Because these two drug classes lower blood sugar through completely separate pathways, they can be prescribed at the same time. The SUSTAIN 9 clinical trial specifically tested adding semaglutide to patients already taking an SGLT2 inhibitor. Over 30 weeks, patients who added semaglutide saw their HbA1c (a measure of long-term blood sugar control) drop by an additional 1.42 percentage points compared to placebo, and they lost an extra 3.81 kg (about 8.4 pounds) on top of what the SGLT2 inhibitor alone achieved.

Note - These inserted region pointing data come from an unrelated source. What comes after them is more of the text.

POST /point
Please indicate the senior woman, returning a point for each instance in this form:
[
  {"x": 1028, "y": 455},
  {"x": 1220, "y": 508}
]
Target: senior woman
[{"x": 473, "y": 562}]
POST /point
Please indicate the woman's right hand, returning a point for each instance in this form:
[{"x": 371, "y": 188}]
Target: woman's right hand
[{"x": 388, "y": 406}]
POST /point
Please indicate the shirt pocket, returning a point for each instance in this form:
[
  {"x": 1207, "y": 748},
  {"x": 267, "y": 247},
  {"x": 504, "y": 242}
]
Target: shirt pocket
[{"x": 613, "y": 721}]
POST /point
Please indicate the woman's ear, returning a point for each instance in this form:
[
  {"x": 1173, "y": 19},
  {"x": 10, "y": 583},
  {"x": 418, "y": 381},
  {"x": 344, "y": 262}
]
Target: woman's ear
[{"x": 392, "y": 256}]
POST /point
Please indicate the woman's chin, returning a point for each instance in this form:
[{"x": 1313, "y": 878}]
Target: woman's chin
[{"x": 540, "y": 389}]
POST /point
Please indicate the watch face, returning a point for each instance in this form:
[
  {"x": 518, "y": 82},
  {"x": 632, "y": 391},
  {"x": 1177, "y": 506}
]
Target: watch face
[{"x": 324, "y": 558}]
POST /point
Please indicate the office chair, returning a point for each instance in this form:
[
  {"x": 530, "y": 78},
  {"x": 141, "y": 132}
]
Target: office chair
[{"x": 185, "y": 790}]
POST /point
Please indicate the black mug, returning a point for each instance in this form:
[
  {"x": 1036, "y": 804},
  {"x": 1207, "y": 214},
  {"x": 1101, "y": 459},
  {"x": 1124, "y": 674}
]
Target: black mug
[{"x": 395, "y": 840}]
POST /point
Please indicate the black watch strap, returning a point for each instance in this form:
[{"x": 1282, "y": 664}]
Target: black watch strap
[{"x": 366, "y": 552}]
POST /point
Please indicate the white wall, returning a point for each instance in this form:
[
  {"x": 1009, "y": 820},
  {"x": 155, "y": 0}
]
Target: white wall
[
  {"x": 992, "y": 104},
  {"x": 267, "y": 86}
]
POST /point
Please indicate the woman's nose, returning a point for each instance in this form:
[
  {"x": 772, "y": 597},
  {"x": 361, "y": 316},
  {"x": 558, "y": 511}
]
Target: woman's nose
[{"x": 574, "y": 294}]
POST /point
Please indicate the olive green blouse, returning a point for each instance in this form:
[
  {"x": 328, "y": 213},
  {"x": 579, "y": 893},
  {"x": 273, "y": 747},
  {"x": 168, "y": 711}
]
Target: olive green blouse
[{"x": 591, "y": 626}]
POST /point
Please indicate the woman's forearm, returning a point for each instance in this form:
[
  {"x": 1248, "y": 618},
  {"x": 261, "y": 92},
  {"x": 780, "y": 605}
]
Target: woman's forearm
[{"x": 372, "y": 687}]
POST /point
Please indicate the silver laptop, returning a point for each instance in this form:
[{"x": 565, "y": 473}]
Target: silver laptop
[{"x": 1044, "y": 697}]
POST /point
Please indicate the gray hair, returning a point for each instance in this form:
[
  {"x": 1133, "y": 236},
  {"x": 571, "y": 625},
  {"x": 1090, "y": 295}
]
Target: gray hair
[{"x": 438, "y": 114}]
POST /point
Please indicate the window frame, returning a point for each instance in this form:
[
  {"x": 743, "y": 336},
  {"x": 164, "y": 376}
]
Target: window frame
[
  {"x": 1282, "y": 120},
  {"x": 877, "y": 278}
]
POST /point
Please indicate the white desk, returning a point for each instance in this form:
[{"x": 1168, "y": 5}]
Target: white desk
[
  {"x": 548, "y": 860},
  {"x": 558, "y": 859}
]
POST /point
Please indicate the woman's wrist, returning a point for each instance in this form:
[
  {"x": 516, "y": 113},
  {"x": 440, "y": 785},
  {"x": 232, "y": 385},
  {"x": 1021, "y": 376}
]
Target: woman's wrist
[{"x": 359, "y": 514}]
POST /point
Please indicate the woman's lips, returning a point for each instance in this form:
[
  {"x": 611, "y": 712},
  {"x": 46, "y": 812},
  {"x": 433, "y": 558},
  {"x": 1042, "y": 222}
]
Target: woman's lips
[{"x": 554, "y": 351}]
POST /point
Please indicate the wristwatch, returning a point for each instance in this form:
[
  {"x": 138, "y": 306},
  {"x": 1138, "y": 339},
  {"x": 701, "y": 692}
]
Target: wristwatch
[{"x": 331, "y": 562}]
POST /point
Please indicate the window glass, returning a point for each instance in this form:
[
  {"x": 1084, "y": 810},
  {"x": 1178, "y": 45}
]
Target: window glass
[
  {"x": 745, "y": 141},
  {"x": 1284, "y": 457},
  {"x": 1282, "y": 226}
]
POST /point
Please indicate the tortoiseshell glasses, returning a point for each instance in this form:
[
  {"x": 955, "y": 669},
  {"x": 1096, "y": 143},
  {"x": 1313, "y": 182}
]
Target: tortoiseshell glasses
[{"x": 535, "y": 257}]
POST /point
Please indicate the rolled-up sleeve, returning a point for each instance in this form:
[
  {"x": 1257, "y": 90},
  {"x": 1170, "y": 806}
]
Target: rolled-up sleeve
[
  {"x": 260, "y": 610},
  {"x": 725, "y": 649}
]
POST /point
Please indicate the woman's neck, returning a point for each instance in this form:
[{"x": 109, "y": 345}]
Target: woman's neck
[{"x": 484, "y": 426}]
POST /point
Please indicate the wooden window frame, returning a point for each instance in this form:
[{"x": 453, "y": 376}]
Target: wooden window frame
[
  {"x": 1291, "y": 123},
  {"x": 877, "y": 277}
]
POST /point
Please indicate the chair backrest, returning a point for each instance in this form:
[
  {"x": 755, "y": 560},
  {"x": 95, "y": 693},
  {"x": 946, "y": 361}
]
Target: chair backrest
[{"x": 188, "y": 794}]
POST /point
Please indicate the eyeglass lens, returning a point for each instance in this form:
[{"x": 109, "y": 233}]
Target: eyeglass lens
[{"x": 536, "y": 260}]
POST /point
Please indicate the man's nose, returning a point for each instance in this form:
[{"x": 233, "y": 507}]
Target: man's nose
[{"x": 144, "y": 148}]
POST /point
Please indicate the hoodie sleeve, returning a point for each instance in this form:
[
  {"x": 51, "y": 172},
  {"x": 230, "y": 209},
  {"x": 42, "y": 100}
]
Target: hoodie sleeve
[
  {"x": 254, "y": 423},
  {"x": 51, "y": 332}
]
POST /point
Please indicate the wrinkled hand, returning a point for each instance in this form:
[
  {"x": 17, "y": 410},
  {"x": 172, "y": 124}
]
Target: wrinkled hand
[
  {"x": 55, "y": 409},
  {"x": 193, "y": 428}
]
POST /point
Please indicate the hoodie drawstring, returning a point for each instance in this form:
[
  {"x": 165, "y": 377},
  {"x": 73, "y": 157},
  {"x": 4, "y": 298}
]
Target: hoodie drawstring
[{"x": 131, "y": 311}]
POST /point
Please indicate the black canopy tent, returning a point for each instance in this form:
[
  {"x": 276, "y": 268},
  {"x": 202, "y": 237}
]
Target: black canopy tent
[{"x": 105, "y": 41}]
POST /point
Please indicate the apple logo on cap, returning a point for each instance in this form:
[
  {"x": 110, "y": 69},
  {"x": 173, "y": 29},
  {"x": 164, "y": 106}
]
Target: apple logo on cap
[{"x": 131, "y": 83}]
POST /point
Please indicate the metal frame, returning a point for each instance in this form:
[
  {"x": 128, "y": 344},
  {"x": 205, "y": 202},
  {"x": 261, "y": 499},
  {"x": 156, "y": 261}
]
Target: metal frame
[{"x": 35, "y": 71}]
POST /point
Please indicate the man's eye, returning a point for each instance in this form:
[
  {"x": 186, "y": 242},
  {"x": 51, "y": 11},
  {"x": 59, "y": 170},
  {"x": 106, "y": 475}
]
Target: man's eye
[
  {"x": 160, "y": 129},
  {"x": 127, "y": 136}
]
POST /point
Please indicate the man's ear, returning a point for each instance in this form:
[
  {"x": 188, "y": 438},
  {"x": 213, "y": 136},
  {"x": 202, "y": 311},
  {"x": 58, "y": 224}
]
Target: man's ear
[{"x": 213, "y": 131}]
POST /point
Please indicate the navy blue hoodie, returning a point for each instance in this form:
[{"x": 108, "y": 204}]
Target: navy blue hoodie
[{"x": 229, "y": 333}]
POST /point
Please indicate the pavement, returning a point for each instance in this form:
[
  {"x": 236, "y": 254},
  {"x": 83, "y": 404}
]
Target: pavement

The combination was generally well tolerated. Gastrointestinal side effects were the most common issue, affecting 37% of patients on semaglutide versus 13% on placebo. Serious adverse events were similar between groups, at about 4 to 5%. Severe low blood sugar episodes were rare, occurring in only 2.7% of patients on semaglutide. The trial concluded that adding semaglutide is an effective option for people whose blood sugar isn’t adequately controlled on an SGLT2 inhibitor alone.

Why the Confusion Happens

Both GLP-1 receptor agonists and SGLT2 inhibitors are newer diabetes medications that emerged as alternatives to older drugs like metformin and sulfonylureas. They’re often discussed side by side in treatment guidelines, and both have shown cardiovascular benefits beyond blood sugar control. If your doctor has mentioned both classes or you’ve seen them compared online, it’s easy to blur the line between them. But they are pharmacologically unrelated, and knowing which class your medication falls into helps you understand why you’re experiencing certain side effects and what the drug is doing inside your body.